6 Common Mistakes — Don't Do This
🚫 Ignoring exit codes in CI
I used to think: If the console output says "PASSED," the CI step succeeded.
Actually: CI systems decide pass/fail based on exit codes, not console text. If your test runner returns 0 even on failure (some misconfigured wrappers do this), CI will mark the build green while your tests are red. Always verify: echo $? after a local run.
🚫 Running the full suite for every change
I used to think: More tests running means more confidence.
Actually: A 40-minute PR pipeline trains developers to bypass it. Use filtering: run smoke tests on PR, full regression nightly. Fast feedback beats exhaustive feedback if developers ignore the slow one.
🚫 Not archiving artifacts on failure
I used to think: The failure message in the console is enough to debug.
Actually: "Element not found" tells you nothing about why. Screenshots, trace files, and HAR logs show the actual page state at failure.
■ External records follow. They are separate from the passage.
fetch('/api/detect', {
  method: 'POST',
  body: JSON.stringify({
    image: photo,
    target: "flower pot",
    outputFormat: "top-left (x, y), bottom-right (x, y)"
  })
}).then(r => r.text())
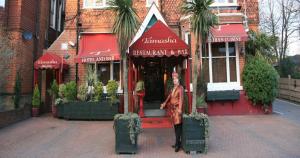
top-left (31, 108), bottom-right (40, 117)
top-left (182, 115), bottom-right (208, 153)
top-left (52, 105), bottom-right (57, 117)
top-left (115, 120), bottom-right (138, 154)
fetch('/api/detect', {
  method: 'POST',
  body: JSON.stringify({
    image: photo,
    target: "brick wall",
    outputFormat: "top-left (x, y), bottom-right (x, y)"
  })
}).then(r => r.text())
top-left (2, 0), bottom-right (49, 94)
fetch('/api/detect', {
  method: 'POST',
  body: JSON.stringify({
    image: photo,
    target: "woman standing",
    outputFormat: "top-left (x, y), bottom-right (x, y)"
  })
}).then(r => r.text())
top-left (160, 72), bottom-right (183, 152)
Configure your CI to upload these on failure only — it saves storage and gives you forensics.
When this technique fails
If your test passes locally but fails in CI, you're not seeing the real error. CI runs in different browser versions, on different hardware, with different timings. Exit code 1 means failures, but you need the HTML report and screenshots to know what actually broke.
7 Now You Try — Interview Warm-Up
Scenario: Your CI pipeline runs pytest tests/ --tb=short. The build is marked as passed, but when you open the HTML report, you see three tests failed and then passed on retry. No one on the team has investigated the original failures.
What is the hidden risk, and what should your team do?
The hidden risk:
Flaky tests that pass on retry mask real instability. The three failures could be timing issues that will eventually fail consistently — possibly in production. The team's behaviour has normalized flakiness. The fix: treat every retry as a bug. Investigate root cause (selector stability, test data isolation, environment drift), fix it, and consider using --fail-on-flaky-tests (Playwright) or similar flags to prevent retry masking.
8 Self-Check — Can You Actually Do This?
Click each question to reveal the answer. If you got all three, you're ready to practice.
Q1. Why is pytest -k "login" useful?
It filters the test suite to run only tests whose names contain "login." This gives fast feedback when you're working on authentication logic without running the entire suite.
Q2. What does exit code 1 mean from a test runner?
At least one test failed, or there was a test collection error. CI systems treat exit code 1 as a failure and will block the build.
Q3. What three things should you check when a UI test fails?
1) The assertion message (expected vs. actual), 2) The stack trace (which line in your code failed), 3) Screenshots or trace files (what did the page actually look like at the moment of failure).